La Russie se trouve actuellement dans une position délicate en tant que demandeur, ce qui renforce la Chine. Elle fournit à la Chine des matières premières à des prix avantageux, créant une dépendance économique, et Pékin ne peut se permettre une rupture totale avec Moscou. Malgré les discours officiels, il est probable que les discussions entre les dirigeants mettent l'accent sur la nécessité pour la Chine d'éviter tout incident, notamment en Ukraine, qui pourrait affecter les relations.

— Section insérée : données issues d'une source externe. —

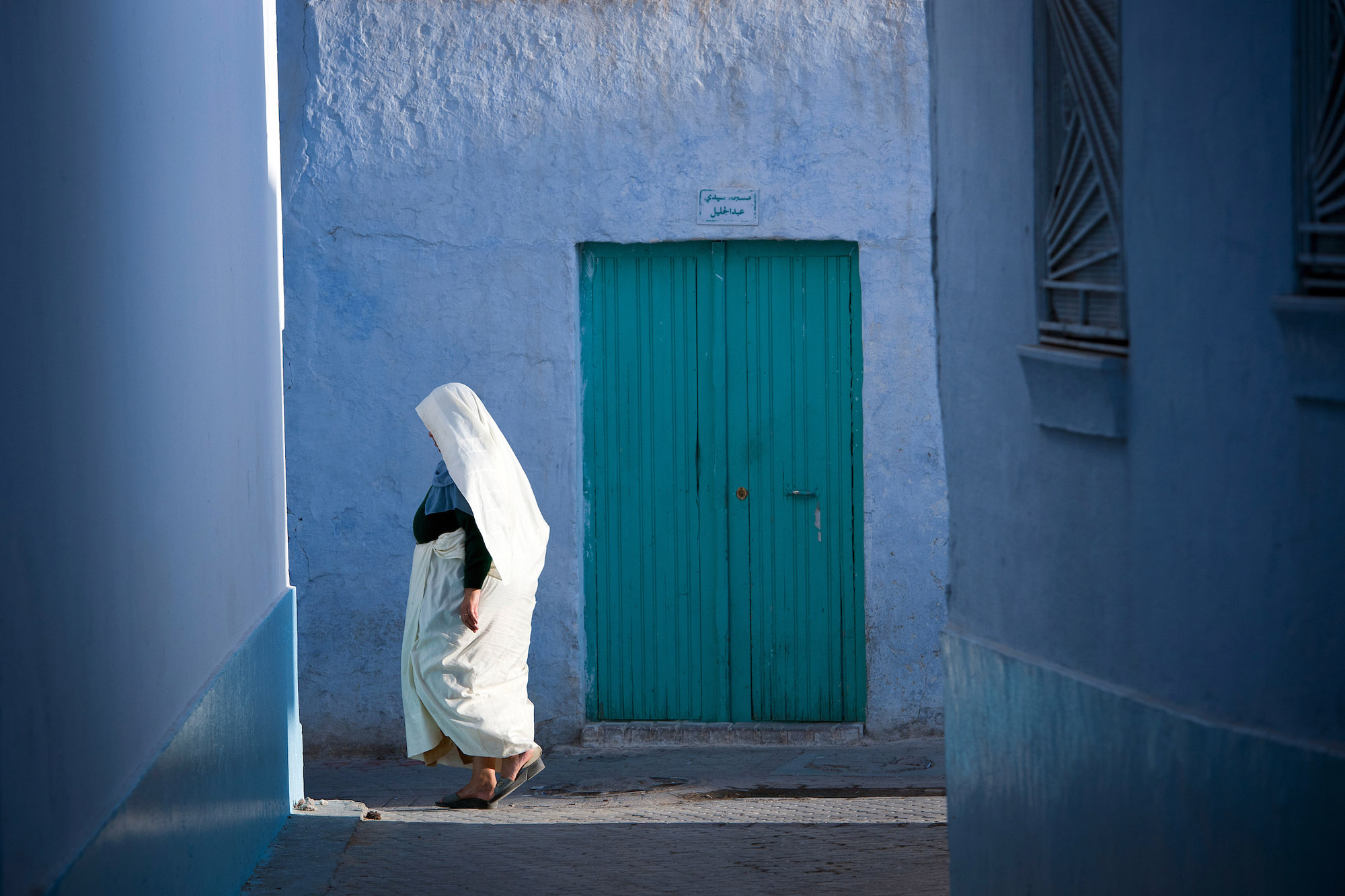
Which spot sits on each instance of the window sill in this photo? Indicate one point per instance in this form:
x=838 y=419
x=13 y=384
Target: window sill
x=1315 y=345
x=1081 y=392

Alors que tous les regards sont tournés vers le Moyen-Orient, quel sera l'impact sur la guerre en Ukraine ?

Cyrille Bret : Pour le moment, il ne peut qu’être limité. La République Populaire de Chine est peu engagée dans le conflit Russie-Ukraine. Sa proposition de plan de paix n’a rallié personne dans la région. Son soutien à la Russie est réel mais mesuré et discret. Quant à la ligne américaine sur l’Ukraine, elle est pour le moment constante : l’administration Biden soutien fortement et constamment la résistance ukrainienne aux offensives russes. Le statu quo stratégique ne pourrait être bousculé que par un changement de politique de la part de la prochaine administration présidentielle américaine.

Jean-Vincent Brisset : Actuellement, les États-Unis semblent hésiter dans leur engagement en Ukraine, remettant en question la quantité et la valeur de l'aide fournie. Il reste à voir si cet engagement va s'intensifier ou si d'autres priorités, telles que l'aide à Israël, vont prendre le dessus. En pratique, les ressources limitées des États-Unis obligent à faire des choix, et jusqu'à présent, l'aide à Israël semble prévaloir sur celle à l'Ukraine. Ainsi, pour le moment les obus 155 partent plutôt en Israël, pas en Ukraine.